Islami Bank Bangladesh disbursed loans amounting to Tk 315 crore to Unilliance Textiles violating rules, jeopardising the interests of depositors and shareholders, said a central bank report.
Both the present and past management of IBBL have been extending undue benefits to the home textile manufacturer for the past nine years through its Gulshan branch.
A major portion of the disbursed credit had become defaults but the bank went on showing the loans as unclassified to continue with its loan disbursement to the company, according to a Bangladesh Bank investigation in May.
IBBL adopted the 'rescheduling trick' to extend special financing facilities to the client: soon after the loans are rescheduled fresh credit is extended to the company.
Between 2015 and 2017, it rescheduled Tk 200 crore in three phases including grace periods to save Unilliance from sliding into the defaulting zone.
Besides, the bank frequently violated the credit limit set by its board. But the board too was complicit: it would normalise the transgression by raising the credit limit later.
For instance, in March 2009 the IBBL board had sanctioned Tk 40 crore as the credit limit for the company, which was raised several times to stand at Tk 315 crore as of May.
All the while, the bank did not recover a penny from Unilliance -- although it had several openings to do so.
For instance, Unilliance was allowed to transfer its export earnings amounting to Tk 211 crore to the Uttara branch of Dutch-Bangla Bank from the Gulshan branch of IBBL.
“IBBL should have adjusted its credit and not let the company transfer funds to another bank,” the BB report said.
The BB wrote to the IBBL in June informing its investigation findings and called for punitive measures against the officials concerned.
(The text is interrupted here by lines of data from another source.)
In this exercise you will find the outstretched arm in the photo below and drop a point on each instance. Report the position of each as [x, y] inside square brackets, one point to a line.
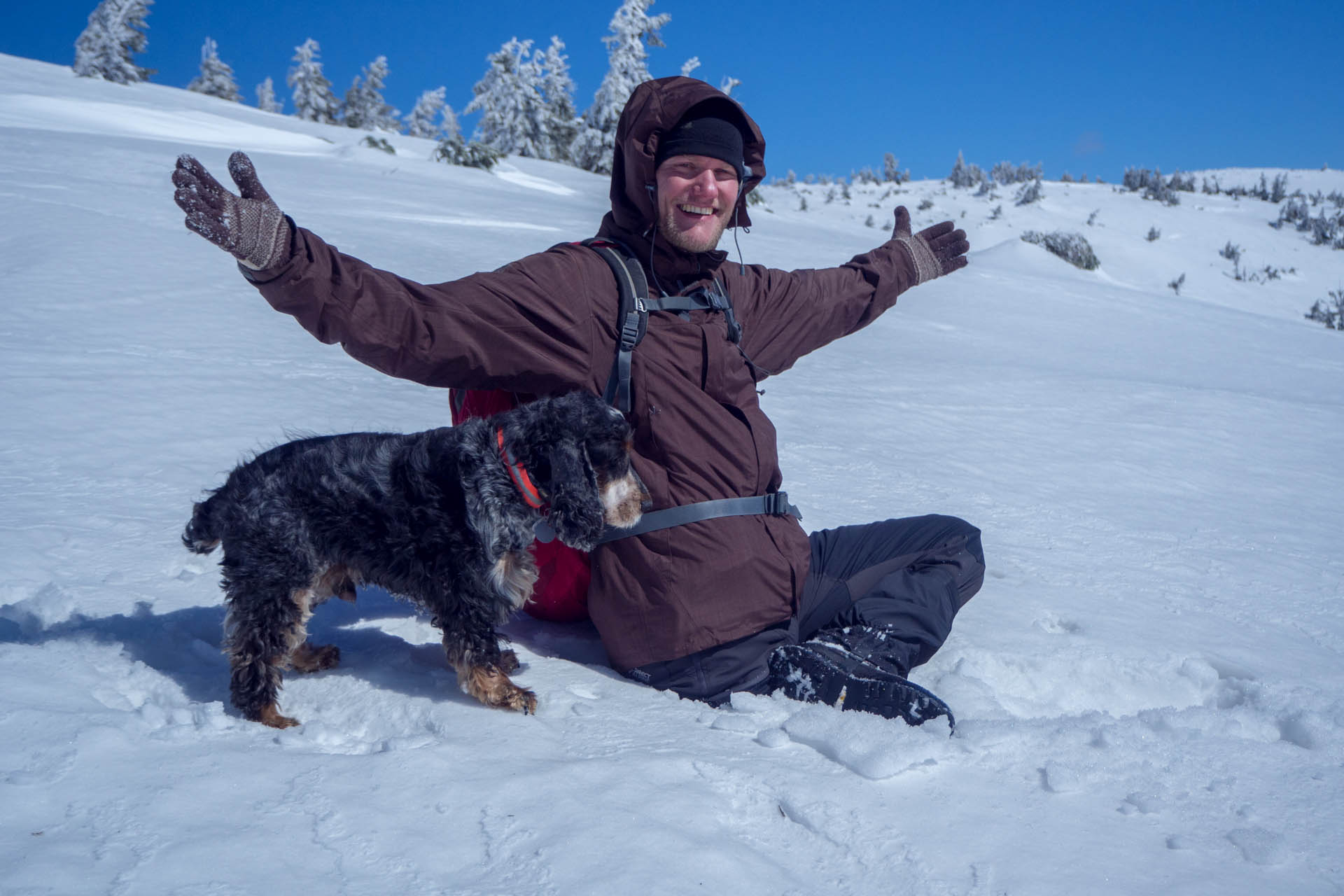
[528, 327]
[796, 312]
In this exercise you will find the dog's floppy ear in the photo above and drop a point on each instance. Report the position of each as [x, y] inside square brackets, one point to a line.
[575, 505]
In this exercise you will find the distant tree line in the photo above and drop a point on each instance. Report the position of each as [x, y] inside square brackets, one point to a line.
[524, 99]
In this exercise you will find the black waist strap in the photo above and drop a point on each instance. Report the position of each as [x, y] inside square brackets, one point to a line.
[773, 504]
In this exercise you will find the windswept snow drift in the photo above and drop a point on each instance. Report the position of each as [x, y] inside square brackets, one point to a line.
[1148, 687]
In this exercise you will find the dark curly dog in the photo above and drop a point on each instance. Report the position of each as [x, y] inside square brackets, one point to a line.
[444, 517]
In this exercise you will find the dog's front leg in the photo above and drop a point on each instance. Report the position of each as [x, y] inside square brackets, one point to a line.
[483, 669]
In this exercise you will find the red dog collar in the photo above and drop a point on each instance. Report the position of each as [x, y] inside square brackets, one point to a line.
[519, 476]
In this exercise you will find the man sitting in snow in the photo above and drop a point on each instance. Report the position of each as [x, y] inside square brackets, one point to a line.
[730, 603]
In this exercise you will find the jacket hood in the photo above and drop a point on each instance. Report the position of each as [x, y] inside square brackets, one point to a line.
[654, 109]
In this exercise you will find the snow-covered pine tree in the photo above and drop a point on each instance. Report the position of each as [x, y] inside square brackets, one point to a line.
[365, 108]
[631, 27]
[561, 121]
[449, 127]
[217, 76]
[267, 97]
[314, 97]
[421, 121]
[116, 30]
[510, 99]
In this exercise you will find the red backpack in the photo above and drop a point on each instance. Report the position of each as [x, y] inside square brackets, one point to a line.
[562, 573]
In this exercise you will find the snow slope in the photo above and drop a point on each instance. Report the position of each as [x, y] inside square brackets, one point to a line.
[1148, 687]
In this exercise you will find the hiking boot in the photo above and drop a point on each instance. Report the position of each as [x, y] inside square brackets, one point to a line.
[870, 644]
[823, 672]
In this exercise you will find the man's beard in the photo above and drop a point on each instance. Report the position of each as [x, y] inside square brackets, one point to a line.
[689, 242]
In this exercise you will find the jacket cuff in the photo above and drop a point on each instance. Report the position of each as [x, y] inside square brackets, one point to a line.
[267, 274]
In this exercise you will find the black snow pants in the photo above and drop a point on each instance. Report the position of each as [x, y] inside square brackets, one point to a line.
[909, 577]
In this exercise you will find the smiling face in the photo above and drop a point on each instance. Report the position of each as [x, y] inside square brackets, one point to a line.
[696, 195]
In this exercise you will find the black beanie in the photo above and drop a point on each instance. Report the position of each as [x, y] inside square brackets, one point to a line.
[704, 133]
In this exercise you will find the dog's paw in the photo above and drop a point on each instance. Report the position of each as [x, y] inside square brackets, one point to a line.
[491, 685]
[523, 701]
[309, 657]
[270, 716]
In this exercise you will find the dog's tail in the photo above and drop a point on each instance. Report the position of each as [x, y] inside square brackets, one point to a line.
[202, 533]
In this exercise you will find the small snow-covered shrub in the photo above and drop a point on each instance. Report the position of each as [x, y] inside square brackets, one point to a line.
[1329, 312]
[378, 143]
[1155, 187]
[456, 150]
[1073, 248]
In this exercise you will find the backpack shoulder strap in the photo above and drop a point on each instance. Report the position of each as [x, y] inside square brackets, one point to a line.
[632, 318]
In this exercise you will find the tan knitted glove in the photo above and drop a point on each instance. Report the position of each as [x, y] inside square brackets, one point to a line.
[937, 250]
[251, 227]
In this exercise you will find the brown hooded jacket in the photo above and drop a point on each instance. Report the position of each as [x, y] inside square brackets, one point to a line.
[547, 324]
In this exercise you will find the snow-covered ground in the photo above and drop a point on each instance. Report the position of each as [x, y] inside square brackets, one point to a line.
[1148, 687]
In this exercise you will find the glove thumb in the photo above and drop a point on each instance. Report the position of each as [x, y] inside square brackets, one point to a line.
[249, 187]
[902, 219]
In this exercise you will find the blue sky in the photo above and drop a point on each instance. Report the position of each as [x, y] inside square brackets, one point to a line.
[834, 86]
But the bank refuted all the misdemeanours mentioned in the report.
The central bank sent another letter to the bank in August instructing it not to give further rescheduling facility to Unilliance and recover the overdue amount by December.
If it fails to recover the due by the deadline, the loans must be classified.
But on October 30, in a direct defiance to the central bank's directive IBBL rescheduled another Tk 61 crore of Unilliance and gave the company five years to repay the sum.
“The Banking Regulation and Policy Department of the central bank gave the approval to IBBL to reschedule the loans,” a BB official told The Daily Star wishing not to be named.
Contacted, Shah S Alam, managing director of Unilliance, told The Daily Star that IBBL had rescheduled the loans by taking prior approval from the central bank.
Alam, who is also a senior vice-president of the Bangladesh Terry Towel and Linen Manufacturers and Exporters Association, went on to allege that the bank was not adequately cooperative.
IBBL tended not to release funds on time, due to which he had to face problems.
Asked why his company took loans by resorting to unethical ways, Alam said: “The Bangladesh Bank inspection was unnecessary. I do not have any illegal money. I run my business following all rules properly.”
Unilliance manufactures home textile products at its plant spanning 16 acres in Sreepur of Gazipur. Its turnover in 2016 stood at $32 million, up 6.67 percent from a year earlier, according to the company's website.
Contacted, Arastoo Khan, chairman of IBBL, said the bank had financed Unilliance by maintaining all rules and regulations.
“There is no problem with this client,” he said, while referring the correspondent to Muhammad Qaisar Ali, head of IBBL's Corporate Investment Division-1.
Ali said IBBL had already started the process to take punitive measures against the officials concerned as per the BB directive.
“The involved officials' names have been passed on to the Human Resources Department.”
Ali said Unilliance is now paying instalments on a regular basis after rescheduling the loans.